More than eight decades after it was installed, a memorial to the three 19th-century sibling novelists in London’s Westminster Abbey was amended Thursday to restore the diaereses – the two dots over the e in their surname.

The dots — which indicate that the name is pronounced “brontay” rather than “bront” — were omitted when the stone tablet commemorating Charlotte, Emily and Anne was erected in the abbey’s Poets’ Corner in October 1939, just after the outbreak of World War II.
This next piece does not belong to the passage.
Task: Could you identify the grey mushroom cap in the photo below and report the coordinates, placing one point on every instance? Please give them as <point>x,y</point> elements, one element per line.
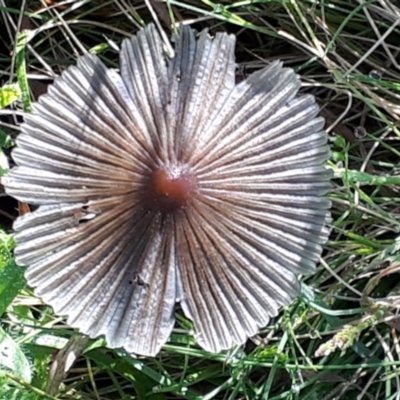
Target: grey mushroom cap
<point>168,182</point>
They were restored after Brontë historian Sharon Wright, editor of the Brontë Society Gazette, raised the issue with Dean of Westminster David Hoyle. The abbey asked its stonemason to tap in the dots and its conservator to paint them.

“There’s no paper record for anyone complaining about this or mentioning this, so I just wanted to put it right, really,” Wright said. “These three Yorkshire women deserve their place here, but they also deserve to have their name spelled correctly.”

It’s believed the writers’ Irish father Patrick changed the spelling of his surname from Brunty or Prunty when he went to university in England.

Raised on the wild Yorkshire moors, all three sisters died before they were 40, leaving enduring novels including Charlotte’s “Jane Eyre,” Emily’s “Wuthering Heights” and Anne’s “The Tenant of Wildfell Hall.”

Rebecca Yorke, director of the Brontë Society, welcomed the restoration.

“As the Brontës and their work are loved and respected all over the world, it’s entirely appropriate that their name is spelled correctly on their memorial,” she said.